Besides normal and ectopic pregnancies, the most common causes of positive hCG are quiescent gestational trophoblastic disease following ectopic pregnancy and spontaneous abortion, false-positive serum hCG, pituitary sulfated hCG, non-trophoblastic neoplasm or placental site trophoblastic tumor, gestational trophoblastic neoplasm, testicular cancer, sportsmen with hCG doping, Munchausen’s syndrome, and women using hCG as a dietary aid [4]. In our laboratory, attention was drawn to a number of false-positive hCG values in urine using the Roche Modular Analytic System, which were encountered in non-pregnant women. Using modern immunoassays based on highly specific sets of monoclonal antibodies, false-positive hCG results have become rare. Following the exclusion of common analytical interferences (human anti-mouse IgG or heterophilic antibodies) [5], [6], [7] and ectopic hCG production by non-reported tumors, a striking coincidence with upper urinary tract infection and false positive urinary hCG values was observed. This unexpected finding of hitherto unreported interference prompted us to perform additional biochemical and clinical investigations. The chemical nature of the interference was investigated in detail. Concomitantly, a clinical study was initiated to investigate the clinical correlation between false-positive hCG findings.
Materials and methods
Subjects
Participants in the study were selected based on the clinical diagnosis of upper and lower urinary tract infections (UTIs). The study included urine specimens from 15 patients diagnosed with upper UTI, comprising nine males and six females with a median age of 65 years [interquartile range (IQR): 58–69 years]. A control group of 20 age-matched adults including 10 males and 10 females with a median age of 64 years (IQR: 56–68 years), was selected from individual diagnosed with lower UTI. Pregnancy was excluded in all the cases investigated by urinary HCG testing. Both groups were rigorously assessed using clinical and laboratory criteria to ensure accurate classification. The diagnosis of upper vs. lower urinary tract infection was determined based on clinal and laboratory criteria. Upper UTI (pyelonephritis) was identified by the presence of systemic symptoms such as fever (≥38 °C), flank pain, and elevated inflammatory markers (e.g., C-reactive protein and white blood cell count), alongside bacteriuria and pyuria in urinalysis. Lower UTI was classified in the absence of systemic symptoms and based on localized urinary symptoms such as dysuria, frequency, and urgency, supported by bacteriuria and pyuria without systemic markers of inflammation.
Sample collection
Urine samples were collected and analyzed to investigate false-positive hCG results. The pre-analytical phase of the study was meticulously managed to ensure the integrity of the samples and the reliability of the results. Urine was collected in sterile containers suitable for urinalysis and were transported with a pneumatic tube system. Samples were processed within 2 h of collection to minimize degradation or alterations in analyte levels, adhering to standard clinical laboratory practices.
hCG test
hCG testing in urine (catalogue number: 03271749190) was performed using the Roche Modular Analytics System (Roche Diagnostics, Vilvoorde, Belgium). This assay is intended for use in serum or plasma. Positive results were confirmed with immunoassays from multiple vendors to assess cross-reactivity. The immunobeads (which are a part of catalogue number: L2KCG2) intended for use on the Immulite 2000 System (Siemens, Brussels, Belgium) were used for immunoextracting the interfering protein [8]. The presence of heterophilic antibodies as potential interfering factors was tested by pretreating the urine sample with heterophilic blocking tubes (Scantibodies Laboratory, Villebon, France) [9].
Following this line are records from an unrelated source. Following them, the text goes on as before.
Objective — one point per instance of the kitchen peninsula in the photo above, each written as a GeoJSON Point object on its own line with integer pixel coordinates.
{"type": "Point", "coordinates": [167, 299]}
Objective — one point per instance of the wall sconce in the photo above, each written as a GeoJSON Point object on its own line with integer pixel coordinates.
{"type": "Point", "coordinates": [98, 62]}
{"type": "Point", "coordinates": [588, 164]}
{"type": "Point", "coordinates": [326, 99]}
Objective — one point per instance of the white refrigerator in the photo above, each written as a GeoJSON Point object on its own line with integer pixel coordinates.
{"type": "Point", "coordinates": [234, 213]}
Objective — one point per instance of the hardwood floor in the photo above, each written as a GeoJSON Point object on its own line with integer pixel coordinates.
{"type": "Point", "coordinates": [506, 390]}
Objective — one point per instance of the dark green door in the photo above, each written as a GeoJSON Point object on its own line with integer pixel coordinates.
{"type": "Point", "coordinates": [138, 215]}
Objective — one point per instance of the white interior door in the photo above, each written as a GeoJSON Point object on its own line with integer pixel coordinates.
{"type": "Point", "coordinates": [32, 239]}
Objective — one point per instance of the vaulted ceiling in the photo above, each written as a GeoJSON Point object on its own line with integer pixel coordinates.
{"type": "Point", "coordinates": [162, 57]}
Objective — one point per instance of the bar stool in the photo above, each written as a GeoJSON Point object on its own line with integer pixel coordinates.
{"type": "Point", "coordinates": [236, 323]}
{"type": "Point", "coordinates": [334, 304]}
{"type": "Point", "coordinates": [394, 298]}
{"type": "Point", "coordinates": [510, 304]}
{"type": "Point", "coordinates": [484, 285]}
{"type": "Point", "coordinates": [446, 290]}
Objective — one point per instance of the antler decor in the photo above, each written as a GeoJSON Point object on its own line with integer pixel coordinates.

Gel permeation chromatography
Gel permeation chromatography was performed by injecting 30 µL of the patient’s serum into a Waters 650E advanced protein purification system (Millipore, Overijse, Belgium) and subjected to high-pressure gel permeation chromatography (HPGPC). A 150 mL volume of human serum was injected using the Wisp 712 automatic sampler (Waters Corporation, Milford, MA, USA). For chromatographic separation, an 8 × 300 mm2 Protein PAK glass 300 SW column (Waters Corporation, Milford, MA, USA) was used. Phosphate-buffered saline (PBS) [0.1 mol/L, containing 137 mmol/L NaCl, 2.7 mmol/L KCl, 8.1 mmol/L Na2HPO4, 1.47 mmol/L KH2PO4 (pH 7.3)] was used as the mobile phase. The flow rate was 1.0 mL/min [10]. The concentrations of various hCG-containing fractions were confirmed by electrochemiluminescence. Simultaneously, cystatin c, albumin, and immunoglobulin G, with known molecular masses, were measured in different fractions.
Immunopurification
Immunopurification of the proteins reacting with hCG antibodies was performed on the urine matrix. The patient’s urine was adsorbed onto beads coated with monoclonal anti-hCG antibodies originating from an Immulite 2000 hCG kit (Siemens, Brussels, Belgium), using a solid-phase, two-site chemiluminescent immunometric assay. After elution under acid pH conditions (0.2 mol/L sodium acetate buffer containing 0.15 mol/L NaCl, pH 3), the adsorbed protein was rechromatographed using the same procedure. Following the second incubation step and neutralization with sodium hydroxyde 0.1 mol/L, the hCG in the eluate was assayed. Following chromatography, the eluate was subjected to peptide analysis using an Ultimate 3000 nano-high-performance liquid chromatography (HPLC) system (Dionex, Amsterdam, The Netherlands) coupled with an LTQ Orbitrap XL mass spectrometer (Thermo Electron, Bremen, Germany).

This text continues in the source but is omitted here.